Marburger was the third president of Stony Brook University, serving for 14 years. Then he was director of the Brookhaven National Laboratory. Both institutions are on Long Island in New York.
"Jack Marburger had a remarkable ability to defuse explosive situations and get people to collaborate for the greater good," said former Stony Brook University president Shirley Strum Kenny, who took over when Marburger went to run the Department of Energy's Brookhaven lab in 1994.
From 2001 to 2009 during his White House tenure, Marburger had more than his share of explosive situations to deal with, including the president's decision to restrict federal funding of stem cell research to climate change.
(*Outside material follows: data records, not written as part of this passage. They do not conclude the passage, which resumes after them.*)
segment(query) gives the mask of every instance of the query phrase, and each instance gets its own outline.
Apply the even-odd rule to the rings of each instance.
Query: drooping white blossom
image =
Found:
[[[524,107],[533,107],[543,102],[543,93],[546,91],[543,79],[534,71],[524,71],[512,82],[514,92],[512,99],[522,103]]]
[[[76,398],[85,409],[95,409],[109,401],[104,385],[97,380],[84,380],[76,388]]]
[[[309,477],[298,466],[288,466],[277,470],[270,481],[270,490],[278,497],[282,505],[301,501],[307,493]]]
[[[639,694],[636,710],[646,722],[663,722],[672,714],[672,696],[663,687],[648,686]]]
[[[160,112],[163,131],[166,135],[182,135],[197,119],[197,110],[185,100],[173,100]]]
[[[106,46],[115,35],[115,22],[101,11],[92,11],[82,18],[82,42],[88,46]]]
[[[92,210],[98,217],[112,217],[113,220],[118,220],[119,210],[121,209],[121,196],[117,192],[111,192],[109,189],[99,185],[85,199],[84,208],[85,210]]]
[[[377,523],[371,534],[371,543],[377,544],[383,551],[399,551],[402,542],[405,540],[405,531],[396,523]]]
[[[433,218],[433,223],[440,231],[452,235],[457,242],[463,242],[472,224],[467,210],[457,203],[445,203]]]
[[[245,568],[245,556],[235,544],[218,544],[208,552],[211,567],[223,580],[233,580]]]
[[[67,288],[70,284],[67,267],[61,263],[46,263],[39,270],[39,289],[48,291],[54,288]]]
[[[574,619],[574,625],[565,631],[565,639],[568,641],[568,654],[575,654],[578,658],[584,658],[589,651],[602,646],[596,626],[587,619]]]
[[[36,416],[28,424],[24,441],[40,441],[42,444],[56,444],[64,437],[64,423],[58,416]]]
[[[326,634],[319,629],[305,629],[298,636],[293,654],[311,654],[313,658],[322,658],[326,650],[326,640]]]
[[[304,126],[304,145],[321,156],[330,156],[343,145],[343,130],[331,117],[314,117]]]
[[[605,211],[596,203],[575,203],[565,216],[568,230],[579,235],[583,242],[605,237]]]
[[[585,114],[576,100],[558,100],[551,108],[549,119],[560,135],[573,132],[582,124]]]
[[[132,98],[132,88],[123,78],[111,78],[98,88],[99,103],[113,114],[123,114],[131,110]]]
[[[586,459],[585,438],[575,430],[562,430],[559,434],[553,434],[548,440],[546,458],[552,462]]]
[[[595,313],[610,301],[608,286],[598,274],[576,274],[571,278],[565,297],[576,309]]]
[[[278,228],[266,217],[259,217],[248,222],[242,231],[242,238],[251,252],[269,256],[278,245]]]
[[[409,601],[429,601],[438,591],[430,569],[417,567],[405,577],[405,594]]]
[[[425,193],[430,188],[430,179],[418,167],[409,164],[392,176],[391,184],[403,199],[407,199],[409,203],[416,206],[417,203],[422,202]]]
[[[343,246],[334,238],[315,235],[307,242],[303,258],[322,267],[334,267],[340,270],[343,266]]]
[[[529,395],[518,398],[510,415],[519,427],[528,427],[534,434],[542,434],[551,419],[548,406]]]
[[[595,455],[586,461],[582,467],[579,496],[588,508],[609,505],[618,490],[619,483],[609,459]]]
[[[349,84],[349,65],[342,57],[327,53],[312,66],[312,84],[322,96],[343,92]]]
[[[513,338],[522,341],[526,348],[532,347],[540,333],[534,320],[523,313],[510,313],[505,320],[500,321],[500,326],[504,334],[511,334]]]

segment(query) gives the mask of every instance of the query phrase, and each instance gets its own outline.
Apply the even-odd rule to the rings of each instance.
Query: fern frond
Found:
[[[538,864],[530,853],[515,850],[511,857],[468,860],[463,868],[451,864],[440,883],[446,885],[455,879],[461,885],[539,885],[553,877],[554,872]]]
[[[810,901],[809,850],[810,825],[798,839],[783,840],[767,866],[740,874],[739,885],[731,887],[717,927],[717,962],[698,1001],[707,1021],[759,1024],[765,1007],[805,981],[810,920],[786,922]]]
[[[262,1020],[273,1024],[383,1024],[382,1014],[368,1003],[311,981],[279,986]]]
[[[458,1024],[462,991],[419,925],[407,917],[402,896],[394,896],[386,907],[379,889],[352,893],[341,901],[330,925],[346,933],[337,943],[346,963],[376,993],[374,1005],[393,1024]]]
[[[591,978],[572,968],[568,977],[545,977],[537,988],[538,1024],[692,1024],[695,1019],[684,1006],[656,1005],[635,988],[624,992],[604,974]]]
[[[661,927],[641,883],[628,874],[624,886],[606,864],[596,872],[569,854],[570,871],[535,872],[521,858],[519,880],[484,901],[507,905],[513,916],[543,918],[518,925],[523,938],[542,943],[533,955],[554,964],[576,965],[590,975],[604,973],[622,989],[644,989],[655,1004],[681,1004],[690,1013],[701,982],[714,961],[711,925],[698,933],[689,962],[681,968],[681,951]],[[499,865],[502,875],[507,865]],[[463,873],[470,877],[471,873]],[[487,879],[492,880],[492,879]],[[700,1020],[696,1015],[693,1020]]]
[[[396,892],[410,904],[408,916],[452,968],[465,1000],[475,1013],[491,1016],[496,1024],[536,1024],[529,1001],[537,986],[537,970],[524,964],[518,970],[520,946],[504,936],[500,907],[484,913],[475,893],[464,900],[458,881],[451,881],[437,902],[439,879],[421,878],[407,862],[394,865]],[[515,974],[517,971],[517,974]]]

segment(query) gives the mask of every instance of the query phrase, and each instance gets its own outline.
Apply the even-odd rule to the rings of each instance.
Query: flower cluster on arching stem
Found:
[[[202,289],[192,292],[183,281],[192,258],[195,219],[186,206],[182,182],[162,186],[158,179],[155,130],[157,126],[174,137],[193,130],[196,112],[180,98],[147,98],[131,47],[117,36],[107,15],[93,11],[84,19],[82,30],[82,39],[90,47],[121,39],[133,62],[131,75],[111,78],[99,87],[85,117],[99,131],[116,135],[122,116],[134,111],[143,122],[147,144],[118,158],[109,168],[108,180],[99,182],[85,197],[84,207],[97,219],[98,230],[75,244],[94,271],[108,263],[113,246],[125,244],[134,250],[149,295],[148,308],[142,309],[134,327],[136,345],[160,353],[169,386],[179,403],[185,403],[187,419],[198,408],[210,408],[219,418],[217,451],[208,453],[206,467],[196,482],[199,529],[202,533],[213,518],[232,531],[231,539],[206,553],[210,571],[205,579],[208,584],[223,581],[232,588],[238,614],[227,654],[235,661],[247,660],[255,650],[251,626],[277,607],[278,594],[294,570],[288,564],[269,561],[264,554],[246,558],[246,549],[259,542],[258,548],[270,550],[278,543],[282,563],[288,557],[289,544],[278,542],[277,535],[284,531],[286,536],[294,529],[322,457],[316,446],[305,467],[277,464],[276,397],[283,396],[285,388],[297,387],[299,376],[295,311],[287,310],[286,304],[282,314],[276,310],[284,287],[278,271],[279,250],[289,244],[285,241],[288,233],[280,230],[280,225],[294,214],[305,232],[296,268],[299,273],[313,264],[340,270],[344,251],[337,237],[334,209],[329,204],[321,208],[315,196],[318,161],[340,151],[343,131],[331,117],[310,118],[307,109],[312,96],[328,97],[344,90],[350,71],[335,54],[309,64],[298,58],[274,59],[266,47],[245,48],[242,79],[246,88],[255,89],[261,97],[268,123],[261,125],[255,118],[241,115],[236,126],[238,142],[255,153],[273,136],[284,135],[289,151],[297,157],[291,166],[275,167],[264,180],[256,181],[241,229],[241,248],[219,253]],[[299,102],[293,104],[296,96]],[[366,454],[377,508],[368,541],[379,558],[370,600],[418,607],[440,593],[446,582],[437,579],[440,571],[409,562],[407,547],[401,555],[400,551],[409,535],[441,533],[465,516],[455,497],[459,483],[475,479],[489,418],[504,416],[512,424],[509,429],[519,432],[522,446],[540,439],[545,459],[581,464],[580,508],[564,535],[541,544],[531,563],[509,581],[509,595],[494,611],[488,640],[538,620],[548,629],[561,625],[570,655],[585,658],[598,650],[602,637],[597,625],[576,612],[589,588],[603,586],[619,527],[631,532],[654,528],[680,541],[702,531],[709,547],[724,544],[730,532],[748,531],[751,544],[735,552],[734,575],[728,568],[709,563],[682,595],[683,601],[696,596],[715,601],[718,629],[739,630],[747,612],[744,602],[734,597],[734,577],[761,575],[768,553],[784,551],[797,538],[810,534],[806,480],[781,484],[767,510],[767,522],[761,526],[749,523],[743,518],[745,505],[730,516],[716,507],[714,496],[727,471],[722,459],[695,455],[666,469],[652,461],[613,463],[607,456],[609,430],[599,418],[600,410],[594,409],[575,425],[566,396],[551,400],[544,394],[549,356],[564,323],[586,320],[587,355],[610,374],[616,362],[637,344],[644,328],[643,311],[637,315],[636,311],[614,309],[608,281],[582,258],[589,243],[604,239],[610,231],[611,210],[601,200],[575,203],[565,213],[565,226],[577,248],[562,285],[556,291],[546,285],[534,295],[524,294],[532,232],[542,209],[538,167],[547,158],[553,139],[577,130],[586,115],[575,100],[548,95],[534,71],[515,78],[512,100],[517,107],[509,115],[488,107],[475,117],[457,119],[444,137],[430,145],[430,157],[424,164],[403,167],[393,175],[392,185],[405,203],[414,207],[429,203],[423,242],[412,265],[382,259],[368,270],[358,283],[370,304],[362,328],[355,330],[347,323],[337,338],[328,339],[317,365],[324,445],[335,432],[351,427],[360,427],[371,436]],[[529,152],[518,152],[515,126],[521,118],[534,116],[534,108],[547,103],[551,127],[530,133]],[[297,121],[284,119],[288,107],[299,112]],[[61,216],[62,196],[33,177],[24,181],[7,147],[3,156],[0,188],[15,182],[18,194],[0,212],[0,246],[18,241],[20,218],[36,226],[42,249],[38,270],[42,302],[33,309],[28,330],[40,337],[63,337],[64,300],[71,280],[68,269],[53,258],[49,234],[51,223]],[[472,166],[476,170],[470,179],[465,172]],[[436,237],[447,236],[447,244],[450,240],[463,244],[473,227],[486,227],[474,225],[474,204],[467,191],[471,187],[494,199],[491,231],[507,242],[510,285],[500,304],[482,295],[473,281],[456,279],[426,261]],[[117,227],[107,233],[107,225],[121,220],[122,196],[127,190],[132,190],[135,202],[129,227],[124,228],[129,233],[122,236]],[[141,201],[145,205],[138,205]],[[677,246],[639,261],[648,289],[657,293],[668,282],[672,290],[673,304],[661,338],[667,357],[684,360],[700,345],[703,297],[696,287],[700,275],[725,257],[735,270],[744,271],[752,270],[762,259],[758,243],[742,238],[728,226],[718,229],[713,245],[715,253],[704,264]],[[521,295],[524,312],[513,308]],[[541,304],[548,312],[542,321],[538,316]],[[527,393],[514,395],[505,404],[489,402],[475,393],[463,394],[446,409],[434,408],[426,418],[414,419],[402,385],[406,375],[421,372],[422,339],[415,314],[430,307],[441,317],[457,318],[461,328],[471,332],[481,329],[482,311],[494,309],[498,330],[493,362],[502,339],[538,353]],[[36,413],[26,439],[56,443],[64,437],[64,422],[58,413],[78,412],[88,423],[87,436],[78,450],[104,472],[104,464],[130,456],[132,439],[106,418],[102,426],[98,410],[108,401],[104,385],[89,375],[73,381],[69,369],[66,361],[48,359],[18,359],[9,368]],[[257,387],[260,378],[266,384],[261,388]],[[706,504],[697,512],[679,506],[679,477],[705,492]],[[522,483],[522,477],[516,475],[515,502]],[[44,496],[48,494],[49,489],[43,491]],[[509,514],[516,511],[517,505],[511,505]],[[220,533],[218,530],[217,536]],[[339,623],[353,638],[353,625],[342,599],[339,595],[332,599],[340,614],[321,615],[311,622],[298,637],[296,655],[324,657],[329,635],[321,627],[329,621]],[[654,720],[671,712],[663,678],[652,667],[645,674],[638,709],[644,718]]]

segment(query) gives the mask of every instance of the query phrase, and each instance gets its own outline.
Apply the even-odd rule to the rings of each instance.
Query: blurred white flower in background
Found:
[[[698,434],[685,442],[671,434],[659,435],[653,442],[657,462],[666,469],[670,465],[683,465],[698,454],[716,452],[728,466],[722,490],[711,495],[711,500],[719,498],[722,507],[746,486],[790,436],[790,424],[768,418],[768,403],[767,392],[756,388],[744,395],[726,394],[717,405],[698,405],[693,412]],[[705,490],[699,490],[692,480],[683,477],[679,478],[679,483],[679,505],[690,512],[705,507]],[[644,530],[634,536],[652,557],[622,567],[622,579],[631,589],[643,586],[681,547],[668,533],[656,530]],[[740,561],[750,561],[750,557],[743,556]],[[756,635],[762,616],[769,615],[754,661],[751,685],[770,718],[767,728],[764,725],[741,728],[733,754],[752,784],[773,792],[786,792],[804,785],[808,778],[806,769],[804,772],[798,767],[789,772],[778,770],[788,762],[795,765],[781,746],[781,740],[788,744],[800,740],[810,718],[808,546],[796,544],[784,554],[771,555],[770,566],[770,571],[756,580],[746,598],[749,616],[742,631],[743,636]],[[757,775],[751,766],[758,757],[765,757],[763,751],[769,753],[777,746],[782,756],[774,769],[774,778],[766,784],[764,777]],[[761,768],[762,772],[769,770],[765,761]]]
Scientists claimed the Bush Administration had a "war on science" and Marburger was caught in the middle in a public dispute between his colleagues in the White House and his former colleagues in academic life.
"I think people overestimate the power of government to affect science," he told The New York Times in 2004. "Science has so many self-correcting aspects that I'm not really worried about these things."
Marburger repeatedly said the White House did not deny the science behind climate change, but had a free-market philosophy that was not anti-science.
"Those of us who had the privilege to know him benefited greatly from his extensive knowledge, pragmatic thinking, and warm friendship, and we take comfort in knowing that his determination to explore new scientific frontiers and his enduring commitment to America's farsighted focus on science and technology will be continued by all those he inspired," John Holdren, the current White House science adviser, said in a statement.
Holdren noted that Marburger worked while also battling cancer. In 2010, he returned to Stony Brook to be its vice president of research.
Marburger died Thursday at his home in Port Jefferson, N.Y., after four years of treatment for non-Hodgkins lymphoma. He is survived by his wife, Carol, and two sons, John of Annandale, Va., and Alexander of Jamaica Plain, Mass.